“A dark and constant rage.” Right from the title, the report on the activities of radical and violent right in the United States distributed by the Anti-Defamation League leaves no room for innocuous interpretations.
In fact, according to the analysts of the United States’ oldest anti-racism organization, “right-wing terrorism has been a consistent feature in the landscape of American violence, but it has garnered far less notice than some other forms of terrorism, most notably Islamic terrorism.”
This consideration, clearly in contrast with the slogans of the Trump administration, concludes with a genuine catalog of horror: a reconstruction of the racist terrorist actions on U.S. soil over the past 25 years.
The period under review includes the 1995 Oklahoma City bombing, the worst massacre in the country before Sept. 11, and the 2015 slaughter at the African American church in Charleston, South Carolina, executed by a young white supremacist. The picture described consists of attacks on clinics and doctors who practice abortions; violent attacks, often fatal, on African-American or Hispanic individuals; and victims of fires and explosions targeting synagogues and Muslim places of worship and cultural centers.
A long and terrible list of acts of violence and threats often thwarted at the last moment. As was the case of the gang of would-be Crusaders.

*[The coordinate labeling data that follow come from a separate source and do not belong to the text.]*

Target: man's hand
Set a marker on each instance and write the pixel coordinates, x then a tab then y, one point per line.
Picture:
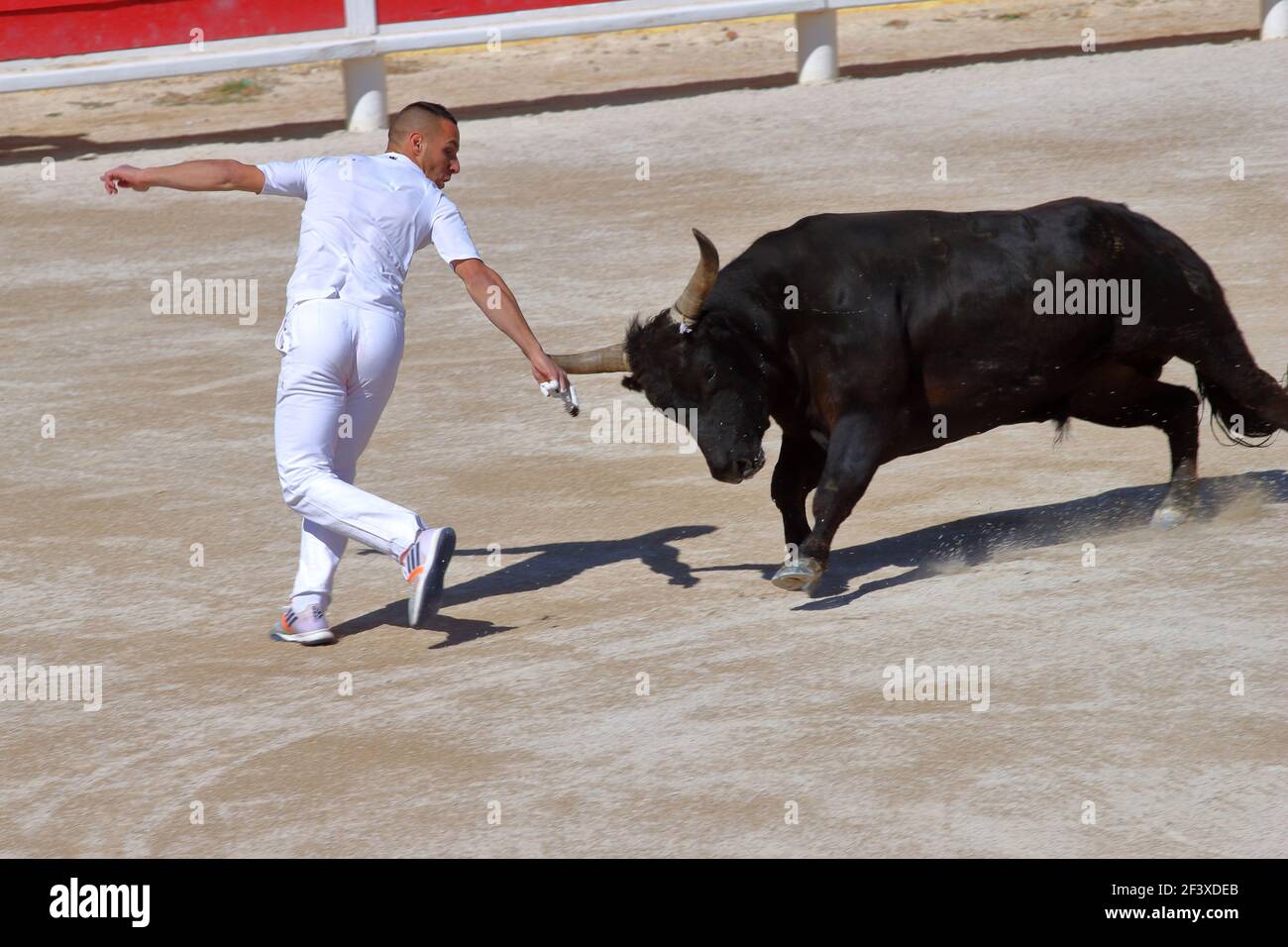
124	175
544	368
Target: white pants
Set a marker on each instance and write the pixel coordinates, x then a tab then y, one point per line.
339	364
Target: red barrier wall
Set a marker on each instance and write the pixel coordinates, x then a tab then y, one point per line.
34	29
31	29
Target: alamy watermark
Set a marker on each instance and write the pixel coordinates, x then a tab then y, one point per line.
634	425
1076	296
913	682
73	684
192	296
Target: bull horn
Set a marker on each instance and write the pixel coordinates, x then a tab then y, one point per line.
690	304
606	359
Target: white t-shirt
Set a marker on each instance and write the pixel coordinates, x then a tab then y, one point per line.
365	215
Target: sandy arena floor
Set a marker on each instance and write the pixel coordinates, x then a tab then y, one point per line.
1109	684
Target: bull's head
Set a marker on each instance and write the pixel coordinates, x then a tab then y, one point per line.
697	363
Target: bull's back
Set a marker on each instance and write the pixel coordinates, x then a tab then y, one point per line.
954	300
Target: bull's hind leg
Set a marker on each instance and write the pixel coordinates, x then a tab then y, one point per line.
1119	395
853	455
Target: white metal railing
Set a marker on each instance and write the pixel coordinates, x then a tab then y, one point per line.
362	44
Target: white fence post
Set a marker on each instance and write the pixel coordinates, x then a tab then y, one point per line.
1274	20
815	55
366	103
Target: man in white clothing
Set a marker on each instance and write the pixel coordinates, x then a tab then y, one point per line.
342	339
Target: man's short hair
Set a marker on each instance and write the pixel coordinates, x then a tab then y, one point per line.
417	118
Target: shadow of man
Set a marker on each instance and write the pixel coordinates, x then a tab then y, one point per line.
548	565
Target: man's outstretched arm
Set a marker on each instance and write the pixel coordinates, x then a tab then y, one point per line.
493	298
187	175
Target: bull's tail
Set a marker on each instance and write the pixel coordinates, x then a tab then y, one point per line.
1245	401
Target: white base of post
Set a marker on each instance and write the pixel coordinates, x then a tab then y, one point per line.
815	55
365	99
1274	20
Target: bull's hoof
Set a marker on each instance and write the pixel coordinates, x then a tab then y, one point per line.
1168	517
799	577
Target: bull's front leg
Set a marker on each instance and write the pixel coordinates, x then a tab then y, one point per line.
853	455
800	464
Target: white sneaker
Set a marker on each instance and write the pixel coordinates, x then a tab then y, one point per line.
304	626
425	566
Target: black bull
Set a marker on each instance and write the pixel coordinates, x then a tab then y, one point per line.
872	337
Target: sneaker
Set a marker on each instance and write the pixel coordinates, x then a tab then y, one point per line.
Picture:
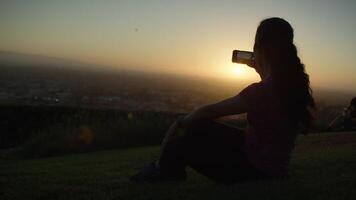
152	173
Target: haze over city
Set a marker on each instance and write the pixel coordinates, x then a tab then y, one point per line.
182	37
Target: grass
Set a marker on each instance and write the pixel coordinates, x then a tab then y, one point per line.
322	167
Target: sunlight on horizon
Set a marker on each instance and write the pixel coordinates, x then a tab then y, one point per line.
183	37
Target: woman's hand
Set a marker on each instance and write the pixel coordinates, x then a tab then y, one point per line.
181	121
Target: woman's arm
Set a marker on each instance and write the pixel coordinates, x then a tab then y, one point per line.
230	106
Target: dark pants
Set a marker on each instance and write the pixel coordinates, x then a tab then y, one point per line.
212	149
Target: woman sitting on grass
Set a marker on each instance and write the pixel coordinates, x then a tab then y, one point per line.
277	107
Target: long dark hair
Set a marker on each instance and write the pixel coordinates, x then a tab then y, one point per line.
274	39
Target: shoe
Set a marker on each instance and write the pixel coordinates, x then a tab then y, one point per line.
151	173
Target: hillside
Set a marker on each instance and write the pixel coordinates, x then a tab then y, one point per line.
322	167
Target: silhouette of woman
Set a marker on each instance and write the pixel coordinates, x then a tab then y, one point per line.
278	108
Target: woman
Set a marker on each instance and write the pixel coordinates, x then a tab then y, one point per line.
278	108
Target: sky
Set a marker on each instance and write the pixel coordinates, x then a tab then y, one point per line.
191	37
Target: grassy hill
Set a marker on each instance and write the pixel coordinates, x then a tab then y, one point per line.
323	167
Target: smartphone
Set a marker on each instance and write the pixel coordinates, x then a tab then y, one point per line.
242	57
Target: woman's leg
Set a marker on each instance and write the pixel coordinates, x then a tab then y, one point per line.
211	148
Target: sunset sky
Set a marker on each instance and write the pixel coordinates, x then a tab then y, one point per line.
184	36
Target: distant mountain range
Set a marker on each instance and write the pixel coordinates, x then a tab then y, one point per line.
22	62
21	59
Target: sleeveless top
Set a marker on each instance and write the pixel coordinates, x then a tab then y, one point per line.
269	138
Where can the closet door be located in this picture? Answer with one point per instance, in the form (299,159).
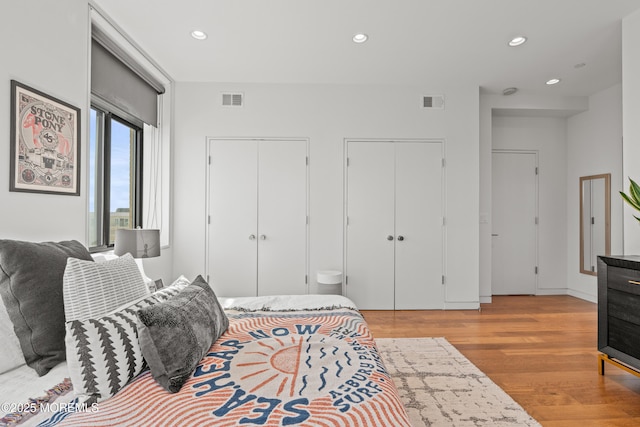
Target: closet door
(370,227)
(282,217)
(418,219)
(233,196)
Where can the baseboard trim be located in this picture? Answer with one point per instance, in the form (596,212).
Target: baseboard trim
(557,291)
(583,295)
(461,305)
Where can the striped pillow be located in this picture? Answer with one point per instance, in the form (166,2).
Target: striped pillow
(103,353)
(92,289)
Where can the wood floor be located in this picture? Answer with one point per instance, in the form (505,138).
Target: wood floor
(541,350)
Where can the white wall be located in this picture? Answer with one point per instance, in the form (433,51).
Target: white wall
(44,45)
(631,122)
(547,137)
(518,105)
(594,146)
(327,115)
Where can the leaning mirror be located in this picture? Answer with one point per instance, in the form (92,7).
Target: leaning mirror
(595,220)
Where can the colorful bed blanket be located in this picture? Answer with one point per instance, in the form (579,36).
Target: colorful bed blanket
(296,368)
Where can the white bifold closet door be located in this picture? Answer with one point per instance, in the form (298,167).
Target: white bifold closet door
(258,217)
(394,243)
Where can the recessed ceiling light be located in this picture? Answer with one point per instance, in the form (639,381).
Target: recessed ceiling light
(198,35)
(517,41)
(360,38)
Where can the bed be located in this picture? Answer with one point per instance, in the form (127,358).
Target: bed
(279,360)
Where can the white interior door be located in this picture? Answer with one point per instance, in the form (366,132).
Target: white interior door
(418,213)
(233,210)
(514,241)
(282,217)
(597,221)
(370,226)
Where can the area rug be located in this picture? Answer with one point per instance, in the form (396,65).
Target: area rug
(441,387)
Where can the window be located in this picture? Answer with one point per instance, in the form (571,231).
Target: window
(115,177)
(130,126)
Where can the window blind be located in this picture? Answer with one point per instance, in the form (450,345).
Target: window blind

The “crusaders” were stopped by police last October while actually preparing to blow up a residential complex in Garden City, Kansas, which is home to dozens of Somali families who fled from the war.
If the violent, anti-Muslim groups have experienced a spectacular growth in the last decade, the document drawn up by the ADL also indicates the persistence of organizations adhering to neo-Nazism, the white supremacist and racist skinheads circuit. The latter are frequently responsible for racist killings.
And then there’s the strengthening of the paramilitary groups, like the militias born in the ‘90s that re-appeared during the Obama presidency as part of the extreme right-wing revival sponsored by the Republicans, and the so-called “sovereign citizens” who do not recognize the federal laws and authorities, and with whom they consider themselves at war. In preparation for this purpose, they collect large quantities of weapons and explosives.
“When we point out the seriousness of the situation, we are often told that these groups represent only an ultra-minority fringe of American society. The point is that in a country of 350 million people, even a small minority amounts to a large number of people. I hope this report will make clear that the radical right is a serious threat,” says Mark Pitcavage who heads the ADL’s center on extremism studies and directed the pool of researchers who wrote the report.
Pitcavage’s words have a precise objective: to stigmatize the decisions of presidents since Sept. 11 to weaken, if not entirely dismantle, the intelligence resources investigating right-wing terrorism, diverting them toward Islamic terrorism.
Donald Trump intends to go even beyond his predecessors. His administration has announced plans to rename the government program against violent extremism, CVE, to Countering Islamic Extremism.
And this, despite the fact that in the early months of the new presidency, right-wing groups have only been emboldened. As noted by Daryl Johnson, former specialist on the radical right for the Department of Homeland Security, commenting on the ADL’s report: “Due to Trump’s inflammatory rhetoric on immigrants and Muslims, anti-government and racist groups have felt encouraged to take action, imagining that the institutions will somehow turn a blind eye to their crimes.”